In an article in India Today, V.S. Naipaul wrote that India has endured one conqueror after another and that the majority of Indians had never known freedom. With India's independence from Britain, this enormous pressure from above was removed. The result was an explosion of instability -- communal violence, unscrupulous demagogues -- giving the powerful a pretext for repression. And the teachers were to the classroom what the rulers were to India.

When I summarized the American educational system to some teachers in Hyderabad, they reacted with wonder and horror. "So much of freedom," said one in a trembling voice. When I told an Indian colleague that curricula were basically decided at the local level, she asked, "But how do you guarantee that the students know what they need to know?" That an individual or a community could decide this was a foreign and slightly frightening notion.

One day I openly complained that no one was trying to abolish the state syllabus or the exam system. My co-director again contradicted me. "People are doing something about it," she said. "But it will take time": five to ten years. (This was in 1997.) The school had succeeded in implementing progressive education in the lower standards. But examinations following the 10th standard blocked progress at the higher levels. And frequently I was told that my school was exceptional. Compared to other Indian schools, it was dizzyingly free.

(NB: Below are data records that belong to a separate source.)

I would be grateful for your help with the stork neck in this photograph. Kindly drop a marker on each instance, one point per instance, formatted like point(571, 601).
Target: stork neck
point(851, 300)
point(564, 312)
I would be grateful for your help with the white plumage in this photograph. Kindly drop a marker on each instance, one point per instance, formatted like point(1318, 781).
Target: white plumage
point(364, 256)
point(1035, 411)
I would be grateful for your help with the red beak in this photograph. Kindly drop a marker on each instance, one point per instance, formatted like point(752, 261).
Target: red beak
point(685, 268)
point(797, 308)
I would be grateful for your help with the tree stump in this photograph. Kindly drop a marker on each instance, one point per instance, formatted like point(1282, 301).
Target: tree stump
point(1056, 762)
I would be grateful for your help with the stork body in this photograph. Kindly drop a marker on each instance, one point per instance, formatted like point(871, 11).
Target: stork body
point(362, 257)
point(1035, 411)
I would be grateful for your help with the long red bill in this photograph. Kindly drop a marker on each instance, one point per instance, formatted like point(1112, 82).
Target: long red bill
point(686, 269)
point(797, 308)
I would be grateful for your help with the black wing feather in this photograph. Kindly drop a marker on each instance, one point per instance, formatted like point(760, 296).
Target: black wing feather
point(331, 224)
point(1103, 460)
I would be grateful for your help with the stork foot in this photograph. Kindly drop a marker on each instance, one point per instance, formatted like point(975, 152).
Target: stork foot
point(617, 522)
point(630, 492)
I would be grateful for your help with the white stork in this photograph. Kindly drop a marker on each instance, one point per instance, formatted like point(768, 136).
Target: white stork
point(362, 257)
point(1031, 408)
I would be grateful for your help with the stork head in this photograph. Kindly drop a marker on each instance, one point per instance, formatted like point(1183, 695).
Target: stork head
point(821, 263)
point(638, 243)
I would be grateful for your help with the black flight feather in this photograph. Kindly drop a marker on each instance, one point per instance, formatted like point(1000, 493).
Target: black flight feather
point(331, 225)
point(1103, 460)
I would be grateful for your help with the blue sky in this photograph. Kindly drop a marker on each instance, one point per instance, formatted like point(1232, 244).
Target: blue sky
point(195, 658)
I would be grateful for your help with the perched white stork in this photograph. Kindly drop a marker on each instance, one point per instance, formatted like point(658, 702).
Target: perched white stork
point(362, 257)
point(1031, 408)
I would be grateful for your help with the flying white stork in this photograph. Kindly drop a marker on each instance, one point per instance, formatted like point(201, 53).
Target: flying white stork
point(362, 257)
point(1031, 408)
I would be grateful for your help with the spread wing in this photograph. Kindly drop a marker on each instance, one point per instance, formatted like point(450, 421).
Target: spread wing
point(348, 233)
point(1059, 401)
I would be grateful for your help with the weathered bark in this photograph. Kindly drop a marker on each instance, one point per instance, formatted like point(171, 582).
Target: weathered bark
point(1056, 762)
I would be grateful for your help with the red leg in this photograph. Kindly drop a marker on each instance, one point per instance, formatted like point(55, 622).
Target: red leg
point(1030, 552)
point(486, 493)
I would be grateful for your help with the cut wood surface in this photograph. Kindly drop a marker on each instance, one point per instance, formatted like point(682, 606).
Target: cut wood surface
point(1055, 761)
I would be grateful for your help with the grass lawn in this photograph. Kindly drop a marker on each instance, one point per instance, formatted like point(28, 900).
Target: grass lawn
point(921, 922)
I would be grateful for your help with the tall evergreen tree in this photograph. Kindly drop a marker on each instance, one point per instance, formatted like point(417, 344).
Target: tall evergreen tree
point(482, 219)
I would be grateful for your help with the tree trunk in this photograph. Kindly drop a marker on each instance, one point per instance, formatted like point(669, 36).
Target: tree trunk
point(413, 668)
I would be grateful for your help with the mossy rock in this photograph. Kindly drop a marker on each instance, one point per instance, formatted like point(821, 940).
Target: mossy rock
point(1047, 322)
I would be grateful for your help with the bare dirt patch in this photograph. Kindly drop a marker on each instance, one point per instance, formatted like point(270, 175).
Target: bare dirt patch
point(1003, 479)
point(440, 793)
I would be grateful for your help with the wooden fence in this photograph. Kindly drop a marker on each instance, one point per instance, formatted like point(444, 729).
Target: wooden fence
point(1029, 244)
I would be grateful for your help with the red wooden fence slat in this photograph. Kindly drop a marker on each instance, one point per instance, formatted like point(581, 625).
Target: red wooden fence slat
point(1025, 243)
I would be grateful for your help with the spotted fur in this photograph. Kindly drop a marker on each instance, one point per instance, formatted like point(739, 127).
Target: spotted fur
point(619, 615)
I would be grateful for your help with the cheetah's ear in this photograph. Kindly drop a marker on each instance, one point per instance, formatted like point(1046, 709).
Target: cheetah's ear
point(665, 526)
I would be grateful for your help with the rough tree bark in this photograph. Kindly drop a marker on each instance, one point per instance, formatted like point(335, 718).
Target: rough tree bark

Had I stayed longer in India I might have undertaken political action myself. But there seemed to be as much resistance to change within the school as without it. So to act would have been to impose. Instead I just cultivated the tiny garden of freedom I had created in the drama club.

The students and I reached an implicit compromise. Because I tolerated more noise than any other teacher, the students liked me, so they did not go too far. Other teachers were puzzled by this. One even entered my classroom and ordered the children to be quiet. She looked scared.

The actresses and I grew very close. As the performance approached, we extended our practices and met on Saturdays. During idle time in school they would practice their lines: in effect, reciting Shakespeare. They became curious about their costumes. They called each other by their stage names: Hermia, Lysander, Snug, Snout. And they even incorporated a line from the play into their banter: "Bless you, Bottom! Bless you!"

We learned that we would be performing at Anjuman-e-Islam, an enormous and ornate school across from Bombay's Victoria Terminus. When I told the British supervisor, she blinked and said, "How did you do that?" My co-director had done it; it was a small coup. The students were both inspired and alarmed. But they began to practice taking their bows.

At last they performed an abbreviated (but not dumbed-down) version of A Midsummer Night's Dream before an audience of hundreds. Of course they hardly knew what they were saying. And of course nobody in the Hindi-speaking audience knew what they were saying. But my co-director was exultant. "It's like a dream come true," she said. We had proven that her students could do Shakespeare as well as any American contemporaries. Their confidence seemed to soar.

But the play was practically my only success in India. To paraphrase Hamlet, the play was the thing.